Old Jacob carried on his rant. ‘The ones he made . . . they were these huge, ugly things. Heavy, too. Messy. Straw bundled all over with no real skill or design. He had no respect for the Old Ways, and I told him that . . .’
Josie sank further into memory, the feel of it warm and thick like mud, thrashing through subcutaneous parts of her history she had buried, deep down, deep, deep, down, but buried things, like bones, don’t stay buried forever. Sooner or later, evil rises to the surface, weeds push back through the soil, and unless they are dealt with properly, via poison, or force, it would ever be thus.
And Josie didn’t have patience for an eternity of bad feeling.

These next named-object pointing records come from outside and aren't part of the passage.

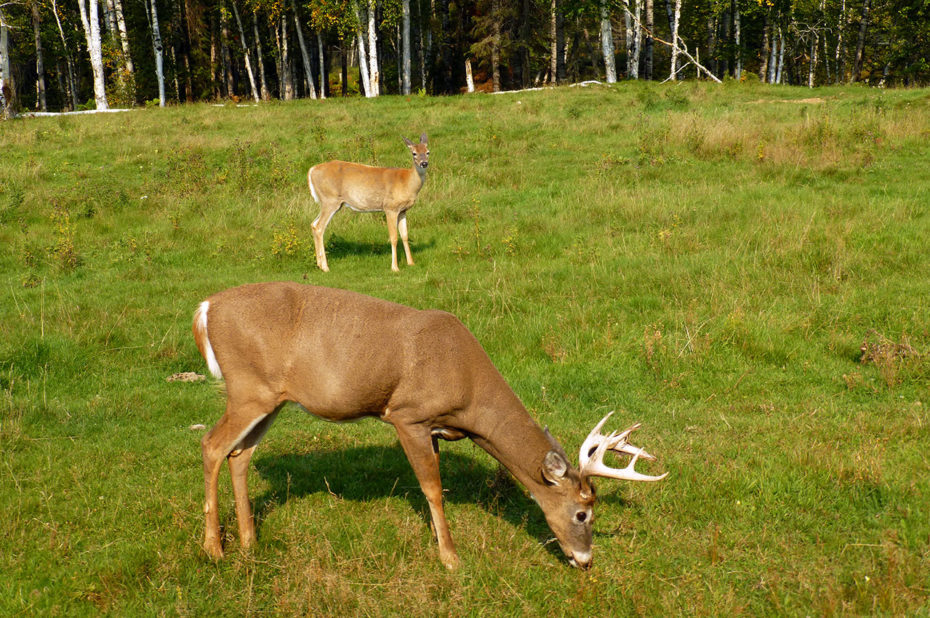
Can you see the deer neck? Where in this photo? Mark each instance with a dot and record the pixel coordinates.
(418, 178)
(508, 433)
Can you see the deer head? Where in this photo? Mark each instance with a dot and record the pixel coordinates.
(569, 499)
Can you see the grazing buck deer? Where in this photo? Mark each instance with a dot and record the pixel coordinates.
(364, 188)
(344, 356)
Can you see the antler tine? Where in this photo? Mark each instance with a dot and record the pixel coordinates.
(621, 445)
(594, 439)
(592, 464)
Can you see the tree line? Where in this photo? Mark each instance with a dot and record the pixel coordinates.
(79, 54)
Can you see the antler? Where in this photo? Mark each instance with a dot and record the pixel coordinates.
(591, 455)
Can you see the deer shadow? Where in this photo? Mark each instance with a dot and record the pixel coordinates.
(371, 472)
(337, 246)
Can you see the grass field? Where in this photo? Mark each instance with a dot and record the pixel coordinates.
(743, 268)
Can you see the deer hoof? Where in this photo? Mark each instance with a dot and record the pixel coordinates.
(214, 549)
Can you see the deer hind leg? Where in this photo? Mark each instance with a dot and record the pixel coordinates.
(238, 461)
(402, 228)
(233, 428)
(327, 209)
(392, 234)
(422, 451)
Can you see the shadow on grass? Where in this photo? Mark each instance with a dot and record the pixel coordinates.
(337, 246)
(365, 473)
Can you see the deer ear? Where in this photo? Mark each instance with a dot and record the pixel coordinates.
(555, 467)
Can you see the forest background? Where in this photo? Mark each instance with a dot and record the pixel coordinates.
(82, 54)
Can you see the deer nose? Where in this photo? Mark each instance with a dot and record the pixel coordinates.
(581, 561)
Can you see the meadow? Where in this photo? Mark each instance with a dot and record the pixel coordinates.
(742, 268)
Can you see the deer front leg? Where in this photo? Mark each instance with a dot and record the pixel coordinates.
(392, 233)
(238, 461)
(216, 446)
(422, 451)
(402, 228)
(327, 210)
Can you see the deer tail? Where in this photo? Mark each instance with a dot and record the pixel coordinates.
(310, 182)
(203, 339)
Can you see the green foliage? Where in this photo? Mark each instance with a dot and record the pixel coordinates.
(742, 269)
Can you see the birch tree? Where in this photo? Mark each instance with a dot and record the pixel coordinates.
(245, 52)
(90, 19)
(675, 20)
(40, 62)
(151, 13)
(69, 59)
(6, 94)
(305, 55)
(405, 45)
(607, 44)
(373, 72)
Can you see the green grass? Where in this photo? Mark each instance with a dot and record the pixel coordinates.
(711, 261)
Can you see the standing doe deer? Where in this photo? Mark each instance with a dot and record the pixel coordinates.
(364, 188)
(344, 356)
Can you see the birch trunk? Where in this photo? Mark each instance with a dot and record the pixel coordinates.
(304, 54)
(607, 44)
(245, 52)
(374, 72)
(840, 49)
(813, 65)
(287, 84)
(362, 56)
(152, 14)
(40, 62)
(6, 93)
(123, 37)
(405, 44)
(69, 61)
(261, 63)
(738, 69)
(781, 56)
(860, 44)
(677, 17)
(225, 55)
(553, 43)
(324, 78)
(90, 19)
(648, 43)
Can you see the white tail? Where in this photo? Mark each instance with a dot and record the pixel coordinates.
(345, 356)
(368, 189)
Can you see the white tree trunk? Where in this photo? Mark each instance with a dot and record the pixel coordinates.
(304, 54)
(151, 12)
(607, 44)
(637, 38)
(840, 70)
(674, 74)
(553, 43)
(324, 78)
(362, 56)
(69, 61)
(469, 79)
(813, 67)
(405, 35)
(40, 61)
(781, 56)
(738, 72)
(123, 36)
(261, 64)
(5, 94)
(374, 73)
(245, 52)
(91, 22)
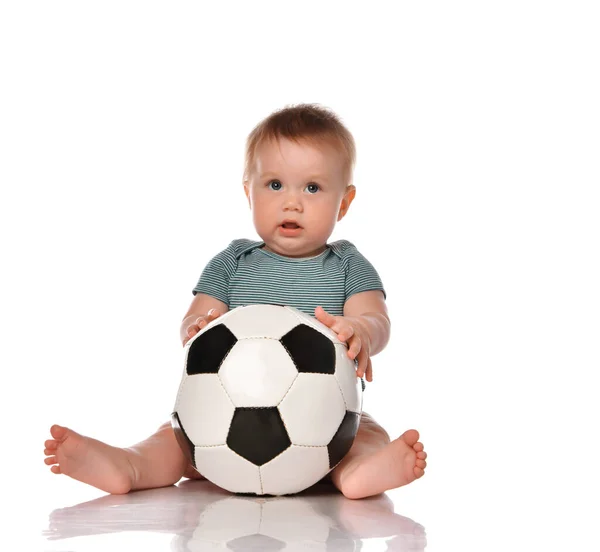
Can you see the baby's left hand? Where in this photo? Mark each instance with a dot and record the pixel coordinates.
(349, 330)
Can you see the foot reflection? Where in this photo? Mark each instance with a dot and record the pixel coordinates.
(202, 516)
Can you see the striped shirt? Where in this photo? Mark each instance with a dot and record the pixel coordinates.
(245, 274)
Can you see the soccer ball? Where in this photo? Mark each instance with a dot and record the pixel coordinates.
(269, 402)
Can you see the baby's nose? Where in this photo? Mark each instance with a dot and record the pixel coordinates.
(292, 202)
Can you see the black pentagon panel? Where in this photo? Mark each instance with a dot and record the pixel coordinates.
(343, 438)
(184, 441)
(209, 350)
(257, 434)
(256, 542)
(310, 350)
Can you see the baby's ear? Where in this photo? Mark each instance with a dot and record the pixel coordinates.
(348, 198)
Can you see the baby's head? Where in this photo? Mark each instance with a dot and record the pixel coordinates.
(298, 178)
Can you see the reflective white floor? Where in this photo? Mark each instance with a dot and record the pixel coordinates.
(196, 515)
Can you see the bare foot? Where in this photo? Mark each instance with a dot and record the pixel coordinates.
(88, 460)
(398, 463)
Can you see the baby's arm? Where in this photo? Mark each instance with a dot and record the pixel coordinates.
(203, 309)
(365, 327)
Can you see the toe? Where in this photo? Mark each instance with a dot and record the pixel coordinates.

There was another shed, she thought. Then, out loud:
‘Dad used your shed to make living queens,’ before the pub floor sealed over the top of her head, entombing her completely.
Chapter 48
Midnight came. Old Jacob had dropped off in his throne. His snores mingled with Finn’s.
‘Explain it to me like I’m an idiot, one more time,’ Wilkes slurred.
‘Me too,’ Angela pleaded from her bar stool. ‘Help me understand.’
Josie heard herself speak but could not connect the voice to her own self.
‘He abducts them,’ she said, matter of fact. ‘He drugs them, does unspeakable things to them, then he puts them inside the straw queen. Still paralysed. Still alive, you understand?’